Все трое приближаются к стоянке. Кто-то опять курит. Зажженная папироса время от времени мелькает в темноте. Они поворачиваются и идут обратно.
— Не так уж я плох, — назойливо объясняет Калнберз. — Если не очень быстро, могу пройти без отдыха верст десять. Когда начинает колоть в боку, мне стоит только вздохнуть поглубже да втянуть живот — и все проходит…
— А паспорт на чужое имя у тебя есть?
— Паспорта нет. Зато борода выросла такая, что никто теперь меня не узнает. И потом, я думаю, Мартынь ведь принесет.
— Он пошел за паспортами?
— Кажется, так…
— Ты, наставник, слишком много думаешь, — смеется Рудмиесис. — Из такой слякоти человека никогда не выйдет. Такие, как вы, — всем обуза. — Потом он немного смягчается: — Вот языки, пожалуй, дело хорошее. Да как нам дотащить тебя до Лиепаи? У самого сил не хватит, нести придется. А сдохнешь по дороге, еще скажут, что мы с Янсоном тебя укокошили.
— Деньги-то у тебя имеются? — спрашивает Янсон.
— Восемнадцать рублей и немного мелочи. Было у меня двадцать пять, но Мартыню понадобилось семь на печати и краски.
— Ну конечно, Мартынь у вас сам бог.
— Ваш спаситель.
— Дольше тут вынести нельзя, — захлебываясь, продолжает учитель. — Растает болото, и может случиться, что недели две нельзя будет тронуться с острова, пока вода не спадет. С голоду помрем. Как пить дать помрем. Тут какие-то шайки, говорят, грабят кого попало. Жители напуганы и озлоблены — никуда показаться нельзя. Никто уже ничего не продает. Польют весенние дожди — куда мы денемся? Огонь разжигать нельзя. Горячей пищи которую неделю не видим. Сейчас даже корки хлеба нет. У меня ноги распухли, сапог не снять. По ночам не уснешь. Кошмары одолевают. Боюсь, что с ума сойду. Завоет посильнее ветер, заскрипит ли сук — сразу думаешь, погоня.
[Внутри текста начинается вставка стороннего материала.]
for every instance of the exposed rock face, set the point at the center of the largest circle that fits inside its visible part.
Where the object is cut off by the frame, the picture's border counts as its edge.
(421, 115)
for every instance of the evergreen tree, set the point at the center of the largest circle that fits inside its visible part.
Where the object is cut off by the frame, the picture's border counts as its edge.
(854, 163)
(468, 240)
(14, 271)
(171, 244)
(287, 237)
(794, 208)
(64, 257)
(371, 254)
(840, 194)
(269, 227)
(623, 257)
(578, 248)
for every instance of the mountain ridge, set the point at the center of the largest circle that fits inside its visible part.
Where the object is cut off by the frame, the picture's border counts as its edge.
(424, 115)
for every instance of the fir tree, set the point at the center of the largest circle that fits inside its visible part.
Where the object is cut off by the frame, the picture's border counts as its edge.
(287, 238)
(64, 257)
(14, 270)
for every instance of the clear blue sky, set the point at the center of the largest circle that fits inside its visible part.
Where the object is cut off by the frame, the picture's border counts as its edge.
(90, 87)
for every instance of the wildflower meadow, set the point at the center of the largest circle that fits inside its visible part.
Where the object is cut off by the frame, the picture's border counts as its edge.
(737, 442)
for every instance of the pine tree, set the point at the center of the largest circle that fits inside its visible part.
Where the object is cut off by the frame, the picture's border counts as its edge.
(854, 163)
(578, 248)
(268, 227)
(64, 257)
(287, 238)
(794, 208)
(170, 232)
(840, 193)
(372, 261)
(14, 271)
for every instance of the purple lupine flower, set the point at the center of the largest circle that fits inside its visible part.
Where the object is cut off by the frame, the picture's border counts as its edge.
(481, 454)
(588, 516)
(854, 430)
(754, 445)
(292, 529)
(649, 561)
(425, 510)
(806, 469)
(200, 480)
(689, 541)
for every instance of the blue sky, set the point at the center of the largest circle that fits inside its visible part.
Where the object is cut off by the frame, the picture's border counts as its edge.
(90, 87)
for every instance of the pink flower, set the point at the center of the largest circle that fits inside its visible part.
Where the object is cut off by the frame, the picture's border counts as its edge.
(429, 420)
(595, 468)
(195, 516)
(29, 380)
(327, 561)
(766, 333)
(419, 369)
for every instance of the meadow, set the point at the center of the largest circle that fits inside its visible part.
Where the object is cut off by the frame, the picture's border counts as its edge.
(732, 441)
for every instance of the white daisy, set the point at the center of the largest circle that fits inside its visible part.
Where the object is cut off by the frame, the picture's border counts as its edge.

Нервы совсем развинтились.
Янсон и Рудмиесис издеваются над беспомощностью интеллигента. Над барином, привыкшим сидеть на мягком диване и пить кипяченое молоко. Про себя, однако, они думают, что точно такое же пережил каждый из них.
А учитель разошелся, обрадовался, что может наконец выложить все, что накипело на сердце.
— С вами по крайней мере можно поговорить, как с людьми. А те там — точно волки. Глаза сверкают. Всех подозревают в чем-то. Иногда так и кажется: вот-вот выхватят револьвер. И чем дальше, все хуже. Я говорю: крысы мы, пожирающие друг друга. Я бы давно ушел из этого ада. Только куда? В своей волости мне нельзя показаться. Я там всеми митингами руководил. Пастора мы прогнали, урядника разоружили, барона в Кокнесе отвезли… У меня дядя в России управляющий имением. Но он тут же после рождества написал, что знать не желает таких хулиганов… Если и вы меня с собою не возьмете, останется одно — пулю в лоб…
— Не кричи ты так! — шикает на него Рудмиесис. — Там могут услышать…
Мартынь Робежниек останавливается на опушке и прислушивается. Лес шумит, шелестит, будто кто-то тихонько посвистывает. И скрипит снег даже под осторожными шагами… Он знает, что это обман слуха и галлюцинация. На свои глаза и уши давно уже нельзя полагаться. Измученные нервы всегда начеку. Однако инстинкт лесных братьев всегда безошибочно угадывает, откуда грозит опасность. Чутью, пожалуй, можно довериться, даже вопреки зрению и слуху.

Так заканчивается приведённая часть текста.